Grund hierfür ist, dass allein 2011 im Strom- und Gasbereich ca. 2000 Konzessionen für das Betreiben eines Versorgungsnetzes im gesamten Bundesgebiet als Folge ihrer auf 20 Jahre begrenzten Laufzeit nach dem § 46 Absatz 1 des Gesetzes über die Elektrizitäts- und Gasversorgung (EnWG) auslaufen. Zudem sind viele Kommunen mit dem privaten Netzbetreiber bzw. Versorger unzufrieden oder möchten gerne inhaltlichen Einfluss auf die Energieversorgung nehmen, um wirtschafts- und umweltpolitische Ziele zu verwirklichen.

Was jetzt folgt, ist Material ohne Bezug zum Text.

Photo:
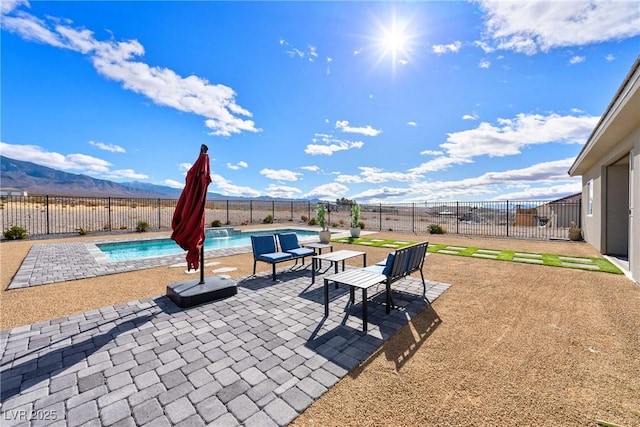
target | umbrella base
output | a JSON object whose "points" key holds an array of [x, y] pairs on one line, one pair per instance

Doch bestehen in kaum einem anderen Bereich der Energiewirtschaft gegenwärtig mehr rechtliche Unsicherheiten, als in der Übernahme von Konzessionsnetzen.

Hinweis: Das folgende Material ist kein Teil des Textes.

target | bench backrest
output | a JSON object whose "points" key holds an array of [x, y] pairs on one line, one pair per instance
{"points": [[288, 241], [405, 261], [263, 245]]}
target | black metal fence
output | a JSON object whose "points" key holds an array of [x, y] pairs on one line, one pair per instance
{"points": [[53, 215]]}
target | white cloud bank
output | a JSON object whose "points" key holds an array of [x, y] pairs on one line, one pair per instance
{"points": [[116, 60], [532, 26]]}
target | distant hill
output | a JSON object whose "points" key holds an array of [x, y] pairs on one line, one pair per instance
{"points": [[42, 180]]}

Rekommunalisierung bezeichnet die Rückführung von Aufgaben und Vermögen, die vormals durch Privatisierung ausgegliedert wurden, in die öffentliche Hand. In der Energieversorgung kann dies nur einen Teil oder die gesamte Wertschöpfungskette betreffen. Hierbei gibt es eine Menge zu beachten. Neben rechtlichen Stolpersteinen gilt es vor dem Erwerb einer Konzession eine exakte Wirtschaftlichkeitsberechnung vorzunehmen. Schließlich wurde das Netz in der Vergangenheit nicht ohne Grund aus der öffentlichen Hand gegeben. Hinzu kommen die Belastung des Konzessionärs mit der Amortisation des Netzkaufs und die gesetzliche Verschärfung der Regulierungsvorschriften. Diese führen dazu, dass der Netzbetrieb immer riskanter und der finanzielle Spielraum immer enger wird. Daher wird ein Unternehmen zukünftig nur noch dann ihre Renditeerwartungen erreichen, wenn es die bestehenden Risiken einkalkuliert.